Does GitHub have a diff tool? ›

You can also compare two arbitrary commits in your repository or its forks on GitHub in a two-dot diff comparison. To quickly compare two commits or Git Object IDs (OIDs) directly with each other in a two-dot diff comparison on GitHub, edit the URL of your repository's "Comparing changes" page.

What are the three 3 types of algorithms? ›

Types of Algorithms:
  • Sorting algorithms: Bubble Sort, insertion sort, and many more. ...
  • Searching algorithms: Linear search, binary search, etc. ...
  • Graph Algorithms: It is used to find solutions to problems like finding the shortest path between cities, and real-life problems like traveling salesman problems.
Oct 16, 2023

What is diff format? ›

Typically, diff is used to show the changes between two versions of the same file. Modern implementations also support binary files. The output is called a "diff", or a patch, since the output can be applied with the Unix program patch.

What is the visual diff algorithm? ›

As we discussed, Visual diff algorithms compare the pixel values of two images. If there is a difference in the pixel values, the algorithm marks that pixel as changed. The algorithm then visually represents the changes, typically as a heatmap or overlay.

What is diff algorithm and flowchart? ›

Algorithm Vs. Flowchart. Algorithms and flowcharts are different mechanisms used for designing different programs, particularly in computer programming.
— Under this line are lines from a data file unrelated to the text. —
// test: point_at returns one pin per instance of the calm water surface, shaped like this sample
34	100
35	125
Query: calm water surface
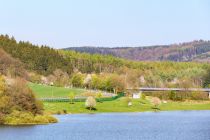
178	125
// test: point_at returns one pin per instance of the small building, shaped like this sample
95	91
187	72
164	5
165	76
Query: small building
136	95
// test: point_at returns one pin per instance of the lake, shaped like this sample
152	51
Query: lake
177	125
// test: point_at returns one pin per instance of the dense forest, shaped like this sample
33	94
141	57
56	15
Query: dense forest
106	72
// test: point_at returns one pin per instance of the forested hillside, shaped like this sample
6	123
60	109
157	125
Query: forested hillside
190	51
105	72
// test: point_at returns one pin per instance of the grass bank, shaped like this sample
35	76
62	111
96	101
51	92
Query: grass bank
44	91
119	105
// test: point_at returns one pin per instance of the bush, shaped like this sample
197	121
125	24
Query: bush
143	96
90	103
156	102
41	119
An algorithm is a step-by-step summary of the procedure, while on the other hand, a flowchart illustrates the steps of a program graphically.
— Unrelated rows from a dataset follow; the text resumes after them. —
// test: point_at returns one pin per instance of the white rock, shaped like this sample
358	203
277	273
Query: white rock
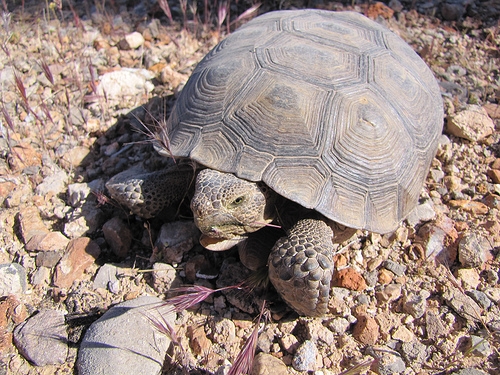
55	183
473	124
423	212
132	41
123	84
What is the tree diff algorithm? ›

At its core, the Tree Diff Algorithm is a mechanism used to identify and update changes in the structure and content of the Document Object Model (DOM). It is a fundamental part of the Virtual DOM, a concept popularized by React and adopted by various modern JavaScript frameworks.
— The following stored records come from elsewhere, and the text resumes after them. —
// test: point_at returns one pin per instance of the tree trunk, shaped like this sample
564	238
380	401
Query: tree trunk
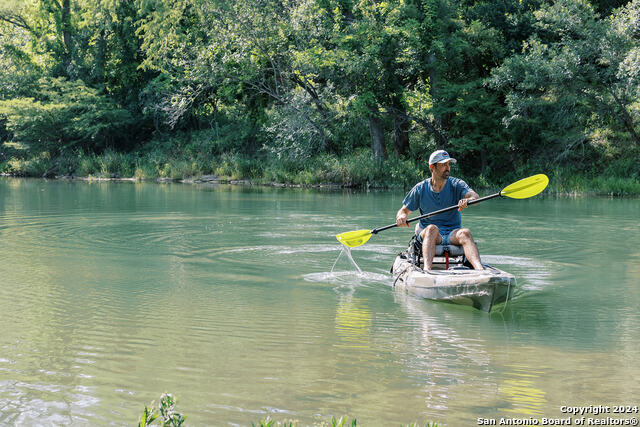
66	34
625	118
483	162
376	131
400	135
441	122
101	52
What does patch the difference mean? ›

: to mend or put together especially hastily or clumsily. c. : to deal with successfully : settle. usually used with up. patched up their differences.

What is the purpose of a patch? ›

Patch: Corrects errors in the software and resolves security vulnerabilities. Update: Often a more extensive update to add software features (e.g., an improved user interface), but also to improve performance and generally fix bugs.

What is patch in differential geometry? ›

A patch is a differentiable mapping →x:U↦Rn, where U is an open subset of R2. Wikipedia gives this definition of a chart: A chart for a topological space M is a homeomorphism ϕ from an open subset U of M to an open subset of a Euclidean space.

Why is it called a patch? ›

Note physical patches used to correct punched holes by covering them. Historically, software suppliers distributed patches on paper tape or on punched cards, expecting the recipient to cut out the indicated part of the original tape (or deck), and patch in (hence the name) the replacement segment.

Top Articles
Latest Posts
Article information

Author: Corie Satterfield

Last Updated:

Views: 6704

Rating: 4.1 / 5 (62 voted)

Reviews: 93% of readers found this page helpful

Author information

Name: Corie Satterfield

Birthday: 1992-08-19

Address: 850 Benjamin Bridge, Dickinsonchester, CO 68572-0542

Phone: +26813599986666

Job: Sales Manager

Hobby: Table tennis, Soapmaking, Flower arranging, amateur radio, Rock climbing, scrapbook, Horseback riding

Introduction: My name is Corie Satterfield, I am a fancy, perfect, spotless, quaint, fantastic, funny, lucky person who loves writing and wants to share my knowledge and understanding with you.